The exact date of the composition is not known. A thorough historical analysis, however, reveals that it was composed in the early years of Akbar’s reign or during the period of Bayram Khan’s regency (1556-60), particularly its second phase, after the second Battle of Panipat in November 1556, in which Hemu was mortally wounded. This phase starts with the arrival of royal ladies to India from Kabul (April 1557). The regent had complete control over state apparatus during this phase (Šafiq, p. 91; Khan, p. 22). A particularly noteworthy point concerning this poem is that it was read out before Akbar by the poet himself. According to Badāʾuni, Akbar honored the poet with various gifts once the poem had been recited (Badāʾuni, p. 226; tr. Haig, p. 314; Šafiq, p. 91; Raḥmān, I, p. 434).


Sayyed Ṣabāḥ-al-Din ʿAbd-al-Raḥmān, Bazm-e timuriya I Azamgarh, 2011. 

Ḵˇāja Neẓām-al-Din Aḥmad, Ṭabaqāt-e akbari, ed. Brajendranath De, 3 vols., Calcutta, 1927-40.

Abu’l-Fażl ʿAllāmi, Akbar-nāma, eds . Āqā Aḥmad-ʿAli and Mawlawi ʿAbd-al-Raḥim, 3 vols., Calcutta, 1876-1877; tr. Henry Beveridge, as The Akbar nama, 3 vols., Calcutta, 2000. 
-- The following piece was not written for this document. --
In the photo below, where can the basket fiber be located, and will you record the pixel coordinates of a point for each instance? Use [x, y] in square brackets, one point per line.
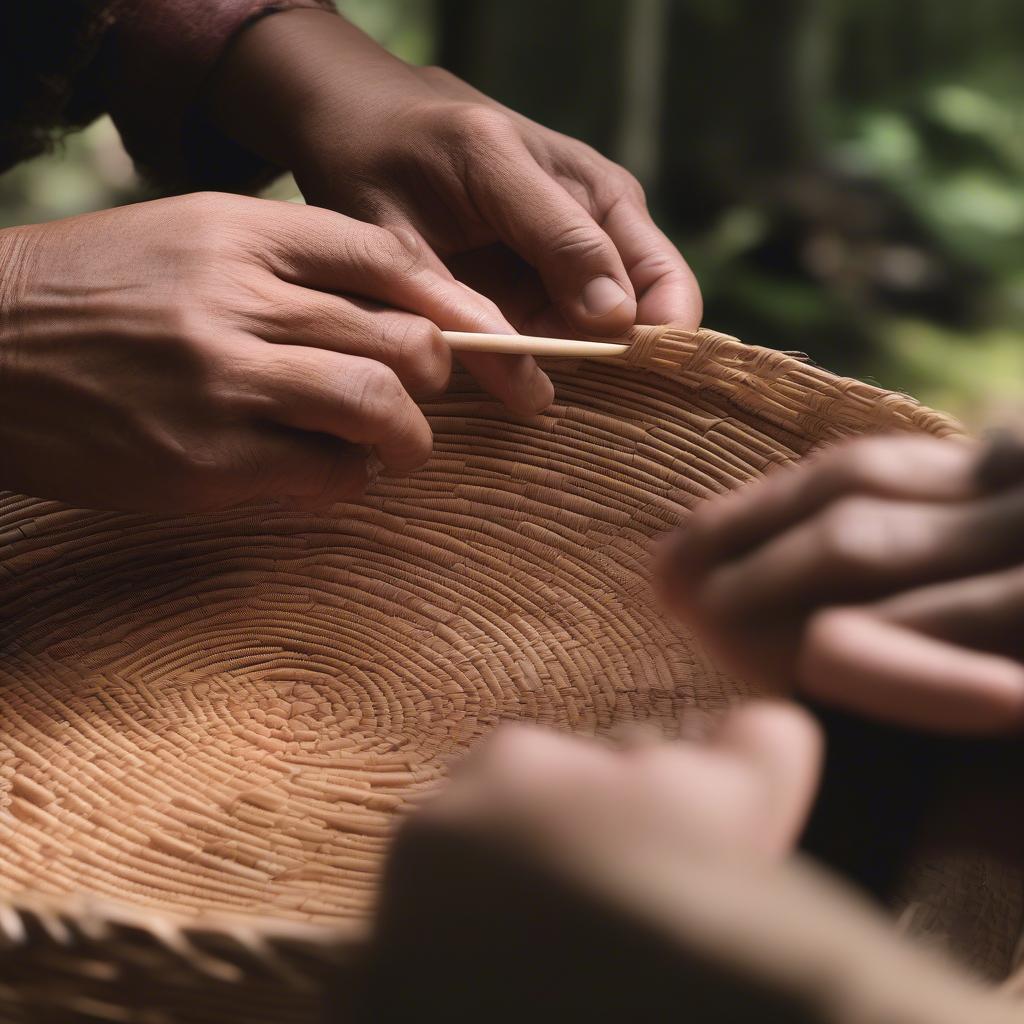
[208, 724]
ʿAbd-al-Qāder Badāʾuni, Montaḵab al-tawārīḵ, eds . Monši Aḥmad-ʿAli and William Nassau Lees, 3 vols., Calcutta, 1865-69; tr. George S. A. Ranking, (vol. I, 1898), William Henry Lowe (vol. II, 1884), and Wolseley Haig (vol. III, 1925), as Muntakhabu-’t-tawārīkh ; repr., Patna, 1960. 

Iqtidar Alam Khan “The Mughal Court Politics during Bairam Khan’s Regency,” in Khaliq Ahmad Nizami, ed., Medieval India: A Miscellany I, Bombay, 1969, pp. 21-38. 
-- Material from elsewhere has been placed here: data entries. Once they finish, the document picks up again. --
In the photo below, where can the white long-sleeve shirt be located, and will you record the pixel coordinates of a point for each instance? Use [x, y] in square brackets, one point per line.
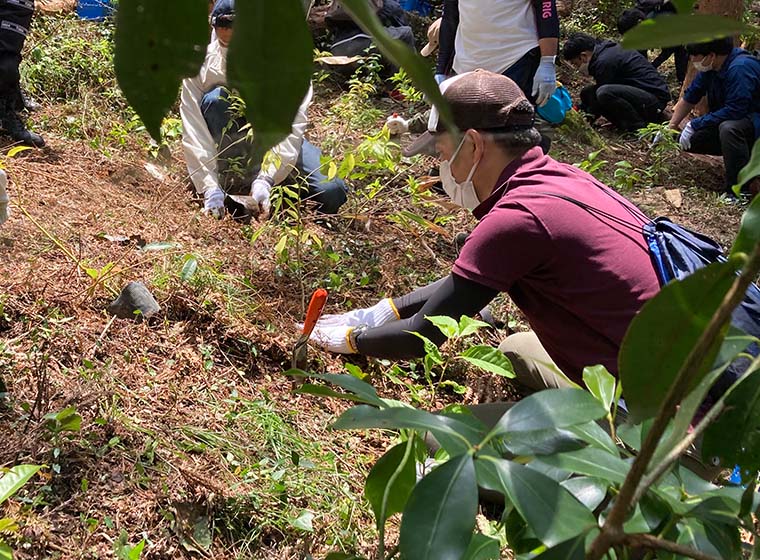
[198, 144]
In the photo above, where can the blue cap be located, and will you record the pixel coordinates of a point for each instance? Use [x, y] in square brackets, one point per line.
[223, 13]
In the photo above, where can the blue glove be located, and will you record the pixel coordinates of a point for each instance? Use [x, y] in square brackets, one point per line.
[545, 80]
Saʿid Nafisi, Tāriḵ-e naẓm o naṯr dar Irān wa dar zabān-e fārsi, 2 vols., Tehran, 1965, I, p. 545. 

Eduard Sachau and Hermann Ethé, Catalogue of Persian, Turkish, Hindûstânî, and Pushtû Manuscripts in the Bodleian Library I, Oxford, 1889; II, 1930.

Lačhami Narāyan Šafiq, Šām-e ḡaribān: Taḏkera-ye šoʿarā-ye fārsi ke az Irān ba Hend āmada budand, ed. Moḥammad Akbar-al-Din Ṣeddiqi, New Delhi, 1977.